Nature as God: Repairing the Circle

The Cree people have never separated their deities from nature—and for good reason.


| Summer 2016



Cree People

The first mythology has one god, the second has many gods, and the third is a society where god has not yet left nature – god is in nature, nature is god; in a sense, biology is god.

Illustration by Tomson Highway

I speak two Native Languages because I come from a part of the country where Cree people moved so far north — my father, namely, and four young men at a time in the 1920s — that they moved into Dene territory. I come from the Manitoba/Nunavet border, which is actually Dene territory, so we were Cree people living among the Dene. Our village was half Cree and half Dene. There was the non-status side and there was the status — we’re status — and in order to go from the status Cree side of the village to the non-status Cree part of the village, you had to pass through a Dene section, a Dene neighborhood. Dene and Cree come from two totally different linguistic families. So we speak both languages because we had to. We had no choice. We didn’t speak English though. English didn’t exist back then. So when you speak Dene and Creek, it’s like being able to speak English and Mandarin. It’s a real gift to have had that as a child because, of course, the other languages came easier. So today I speak fluent French. And I work in English, French, and Cree — I have books published in those languages. So that’s where the big difference comes from.
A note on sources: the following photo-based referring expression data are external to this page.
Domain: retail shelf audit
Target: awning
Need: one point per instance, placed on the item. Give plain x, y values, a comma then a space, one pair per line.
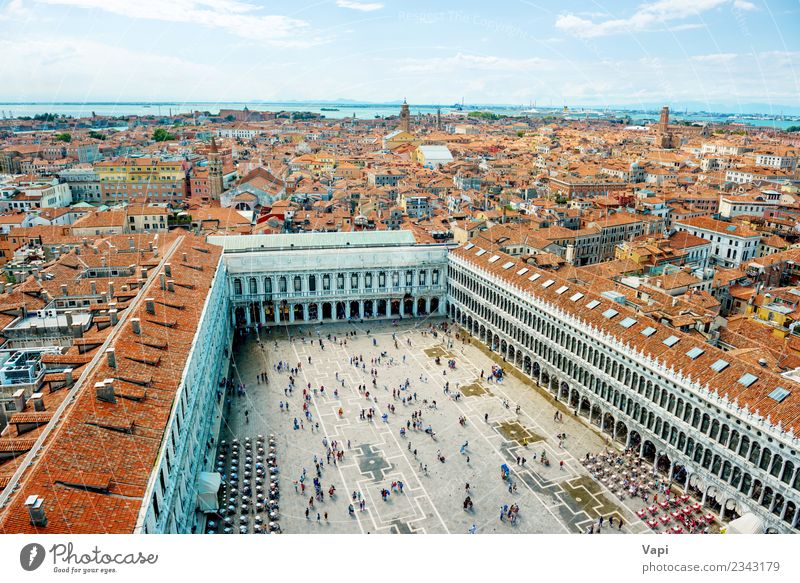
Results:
208, 484
747, 524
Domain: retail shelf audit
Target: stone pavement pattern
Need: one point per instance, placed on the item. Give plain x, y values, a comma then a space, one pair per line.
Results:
551, 499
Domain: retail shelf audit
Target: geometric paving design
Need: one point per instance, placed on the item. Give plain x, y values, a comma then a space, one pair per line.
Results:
513, 431
438, 351
473, 390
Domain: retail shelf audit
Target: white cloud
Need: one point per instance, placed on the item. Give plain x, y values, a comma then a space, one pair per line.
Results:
360, 6
235, 17
744, 5
716, 58
648, 16
462, 62
76, 69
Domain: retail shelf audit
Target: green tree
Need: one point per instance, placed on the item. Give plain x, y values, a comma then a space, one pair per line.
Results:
162, 135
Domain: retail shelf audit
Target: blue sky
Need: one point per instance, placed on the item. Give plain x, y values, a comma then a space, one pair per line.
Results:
703, 52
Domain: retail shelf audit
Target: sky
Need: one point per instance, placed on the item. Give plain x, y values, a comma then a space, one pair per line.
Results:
742, 55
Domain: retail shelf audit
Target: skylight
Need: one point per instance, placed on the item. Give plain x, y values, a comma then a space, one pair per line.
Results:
720, 365
748, 379
671, 341
779, 394
695, 352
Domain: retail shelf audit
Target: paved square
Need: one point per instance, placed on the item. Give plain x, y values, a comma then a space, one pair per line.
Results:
551, 499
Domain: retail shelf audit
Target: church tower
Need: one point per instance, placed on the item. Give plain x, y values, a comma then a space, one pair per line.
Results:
405, 118
214, 172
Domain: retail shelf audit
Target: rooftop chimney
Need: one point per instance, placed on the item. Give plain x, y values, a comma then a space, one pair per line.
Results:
112, 358
19, 400
35, 506
104, 391
38, 401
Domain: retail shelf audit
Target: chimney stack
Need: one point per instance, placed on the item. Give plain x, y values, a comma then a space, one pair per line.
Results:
19, 400
38, 401
35, 506
104, 391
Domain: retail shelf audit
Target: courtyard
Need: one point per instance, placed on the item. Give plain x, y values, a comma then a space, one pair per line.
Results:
479, 427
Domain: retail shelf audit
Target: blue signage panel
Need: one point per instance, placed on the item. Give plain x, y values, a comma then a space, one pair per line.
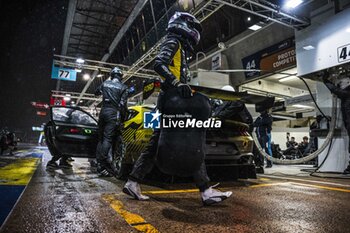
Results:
275, 57
63, 74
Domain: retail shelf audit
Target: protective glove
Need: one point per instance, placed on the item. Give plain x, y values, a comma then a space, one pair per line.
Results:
184, 90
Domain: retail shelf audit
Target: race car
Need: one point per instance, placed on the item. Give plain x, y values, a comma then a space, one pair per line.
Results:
73, 132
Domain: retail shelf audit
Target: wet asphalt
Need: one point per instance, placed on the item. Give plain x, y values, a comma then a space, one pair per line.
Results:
78, 200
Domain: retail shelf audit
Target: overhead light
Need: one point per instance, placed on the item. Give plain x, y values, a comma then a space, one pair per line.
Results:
86, 76
302, 106
287, 79
293, 3
255, 27
309, 47
80, 60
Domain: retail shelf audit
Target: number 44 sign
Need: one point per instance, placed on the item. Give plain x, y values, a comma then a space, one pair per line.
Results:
344, 53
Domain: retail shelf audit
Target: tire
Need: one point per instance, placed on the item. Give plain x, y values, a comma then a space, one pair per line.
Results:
120, 168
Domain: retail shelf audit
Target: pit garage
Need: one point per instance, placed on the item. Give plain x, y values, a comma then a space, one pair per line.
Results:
272, 78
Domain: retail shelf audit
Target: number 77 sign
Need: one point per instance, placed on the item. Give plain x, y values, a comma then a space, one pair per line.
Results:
63, 74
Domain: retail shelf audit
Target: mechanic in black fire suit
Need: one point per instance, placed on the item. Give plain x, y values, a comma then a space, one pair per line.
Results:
171, 64
113, 112
342, 91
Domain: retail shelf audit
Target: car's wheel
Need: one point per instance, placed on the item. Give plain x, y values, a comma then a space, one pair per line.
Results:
54, 152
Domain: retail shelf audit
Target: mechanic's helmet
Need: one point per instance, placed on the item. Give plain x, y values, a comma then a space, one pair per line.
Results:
228, 88
116, 73
186, 25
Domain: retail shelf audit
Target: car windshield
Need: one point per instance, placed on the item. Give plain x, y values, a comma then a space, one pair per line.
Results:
72, 116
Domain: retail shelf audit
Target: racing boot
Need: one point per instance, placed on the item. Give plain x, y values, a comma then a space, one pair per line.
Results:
347, 170
212, 196
133, 189
104, 171
65, 164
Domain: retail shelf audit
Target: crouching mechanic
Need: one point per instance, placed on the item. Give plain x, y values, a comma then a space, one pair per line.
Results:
113, 112
342, 91
171, 64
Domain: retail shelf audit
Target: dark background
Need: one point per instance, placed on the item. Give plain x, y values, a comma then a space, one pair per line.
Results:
31, 32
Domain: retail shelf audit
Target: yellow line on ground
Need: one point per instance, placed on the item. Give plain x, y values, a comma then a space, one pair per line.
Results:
267, 185
134, 220
171, 191
264, 179
323, 187
19, 172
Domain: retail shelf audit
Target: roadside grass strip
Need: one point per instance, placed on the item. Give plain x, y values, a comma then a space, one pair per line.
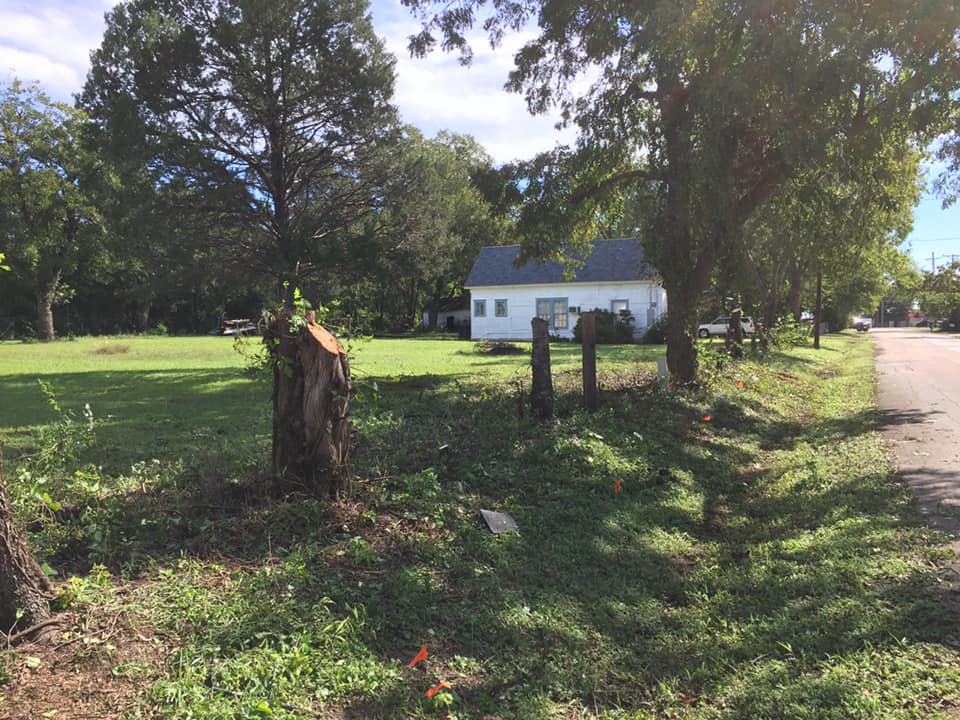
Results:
764, 563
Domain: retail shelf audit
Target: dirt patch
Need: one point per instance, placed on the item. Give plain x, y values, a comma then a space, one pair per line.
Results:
95, 665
The fact is that the origin of masculinity — the whole issue of gender — comes from linguistic structure. I think one has to understand that … oh, it’s a long story. How do I put it? Human behavior is ruled, the subconscious life of an individual is governed by the subconscious life of his community, his society. And the dream world, so to speak, is defined by the mythology of a people. To simplify the explanation — or raccourcir, to shorten it — languages are given birth to by mythologies, the collective dream world of a society. And they’re given birth to and they’re given form by that dream world. So the structure of a language depends on the nature of the mythology. And mythology spills into the discipline of theology, the but the difference, of course, is that theology is only about “God” whereas mythology is about god and man and nature. It’s interesting when you think about it: mythology, in a sense, is a combination of theology, sociology, and biology — the study of gods, men, and nature.
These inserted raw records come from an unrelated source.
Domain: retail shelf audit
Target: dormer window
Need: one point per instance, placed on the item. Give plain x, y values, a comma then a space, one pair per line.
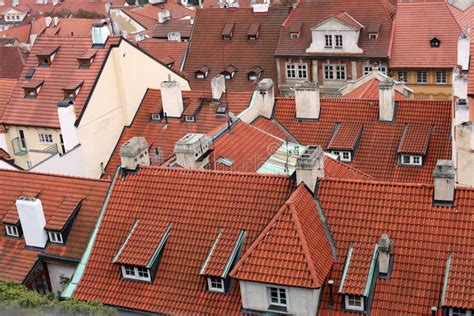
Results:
228, 31
435, 43
354, 302
32, 89
46, 57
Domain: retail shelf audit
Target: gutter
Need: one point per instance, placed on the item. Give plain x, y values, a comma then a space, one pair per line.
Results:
67, 293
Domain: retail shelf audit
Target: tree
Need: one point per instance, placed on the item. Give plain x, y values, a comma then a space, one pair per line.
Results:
17, 299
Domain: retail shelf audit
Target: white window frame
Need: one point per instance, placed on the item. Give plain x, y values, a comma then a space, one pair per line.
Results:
413, 160
216, 284
55, 237
351, 306
443, 76
45, 138
279, 298
12, 230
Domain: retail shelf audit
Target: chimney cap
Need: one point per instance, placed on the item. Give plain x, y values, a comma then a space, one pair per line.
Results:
444, 169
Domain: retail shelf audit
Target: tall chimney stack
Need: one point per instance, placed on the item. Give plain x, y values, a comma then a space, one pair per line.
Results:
310, 166
386, 100
307, 101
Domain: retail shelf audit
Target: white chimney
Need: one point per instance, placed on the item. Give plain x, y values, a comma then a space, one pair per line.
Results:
134, 152
171, 98
386, 100
307, 100
192, 151
384, 253
444, 174
67, 120
31, 214
218, 87
310, 166
100, 33
463, 52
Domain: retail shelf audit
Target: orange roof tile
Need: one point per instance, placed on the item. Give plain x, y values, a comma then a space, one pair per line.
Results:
292, 250
438, 24
376, 153
42, 111
198, 203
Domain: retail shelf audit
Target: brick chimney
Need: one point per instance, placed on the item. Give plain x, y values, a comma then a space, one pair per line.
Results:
310, 166
218, 87
172, 98
386, 100
444, 174
134, 152
31, 214
307, 101
192, 151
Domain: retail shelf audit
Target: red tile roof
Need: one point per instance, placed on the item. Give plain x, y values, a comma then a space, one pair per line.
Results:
163, 135
12, 62
292, 250
165, 51
439, 24
424, 236
198, 204
376, 153
310, 14
15, 260
207, 47
42, 111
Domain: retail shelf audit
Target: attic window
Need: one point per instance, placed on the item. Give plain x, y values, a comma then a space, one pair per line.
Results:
32, 89
228, 31
46, 56
435, 43
252, 33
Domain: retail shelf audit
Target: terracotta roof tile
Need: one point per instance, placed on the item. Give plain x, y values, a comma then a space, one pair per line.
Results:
439, 23
376, 153
42, 111
292, 250
198, 203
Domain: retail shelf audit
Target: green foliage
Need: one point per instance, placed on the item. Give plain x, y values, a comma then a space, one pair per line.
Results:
14, 296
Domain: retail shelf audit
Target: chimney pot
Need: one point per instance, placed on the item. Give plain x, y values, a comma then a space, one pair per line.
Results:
310, 166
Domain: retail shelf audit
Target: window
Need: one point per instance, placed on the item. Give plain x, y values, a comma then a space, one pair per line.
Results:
403, 76
55, 237
278, 297
338, 40
45, 138
328, 72
216, 284
12, 231
355, 302
441, 77
411, 160
421, 77
136, 273
328, 39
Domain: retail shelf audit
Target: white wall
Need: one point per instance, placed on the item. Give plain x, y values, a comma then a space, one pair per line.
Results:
301, 301
56, 270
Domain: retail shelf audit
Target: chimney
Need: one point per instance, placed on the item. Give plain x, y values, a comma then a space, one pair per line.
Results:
463, 52
218, 87
385, 251
386, 100
307, 101
67, 119
310, 166
444, 182
192, 151
171, 98
100, 33
31, 214
134, 152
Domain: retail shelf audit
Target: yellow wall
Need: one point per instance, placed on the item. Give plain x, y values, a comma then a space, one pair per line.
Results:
431, 90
There’s mythologies, of course, all over the world. There’s as many mythologies as there are languages. And last time I counted, they say there’s between 5,000 and 6,000 languages in the world. And each one of them has a superstructure, like I say, given birth to by mythology, so that mythology is what decides the structure of the language. And those mythologies are divided into roughly three different categories: there’s monotheism, there’s polytheism, and there’s pantheism. These are all Greek words: Theos is “god.” So monotheism is about “one” god. Polytheism is about “many” gods. Pantheism is about god in “all” pan meaning “all.” So the first mythology has one god, the second has many gods, and the third is a society where god has not yet left nature — god is in nature, nature is god; in a sense, biology is god.

So the monotheistic superstructure is Christianity — there’s only one god in Christianity — and polytheism is what preceded Christianity in that part of the world, the eastern Mediterranean. The Greek and Roman mythologies are polytheistic systems, just like today in a society like Japan. Shintoism is a polytheistic superstructure. And then there’s pantheism; that’s Native.

In monotheism, there’s only one god and it’s also a phallic superstructure. There’s one god and he’s male. Male with a capital M. Then there’s man with a small m. And there’s female with a small f. And finally then there’s nature. So there’s He, he, she, then it. In that order. One of my students asked me, “Is there a She with a capital S on this superstructure?” There’s none. There’s no room for it. There’s no room for the idea of She with a capital S. And the other thing you’ll notice here is that there’s only two genders: male and female. And the male has complete power over the female. God created man first, and woman is an afterthought from his rib bone. It would be very interesting to see a society where, first of all, god was female — imagine the kind of world we would have if god was female and she created woman first and then created man from her rib bone? What an enormous difference that would make in human behavior.

So polytheism is not a phallic superstructure. It’s a semi-circular superstructure, interestingly enough, in the sense that there are many gods and goddesses. In fact, the principal deities, the pantheon of twelve gods among the ancient Greeks atop Mt. Olympus, consisted of six gods and six goddesses. So it was evenly divided. And there is historical proof of the time in history when one goddess was replaced by a god, resulting in seven male gods and five female gods, and that was the beginning of the end of the idea of divinity in female form. And those gods, as you probably know, are Zeus, the king, of the gods; the queen of the goddesses being Hera, his wife; and then there’s Poseidon, god of the sea; there’s Hermes the messenger god; there’s the god of the intellect, Apollo; and then there’s Demeter, the goddess of grain, an earth-based goddess,  the goddess of fertility, really; the goddess of war, Athena; and the goddess of love, of human sexuality, Aphrodite, who became Venus in Roman mythology; and so on and so forth. So there’s all these gods and goddesses along this semi-circle and there is room in this polytheistic structure for the idea of male and female divinity.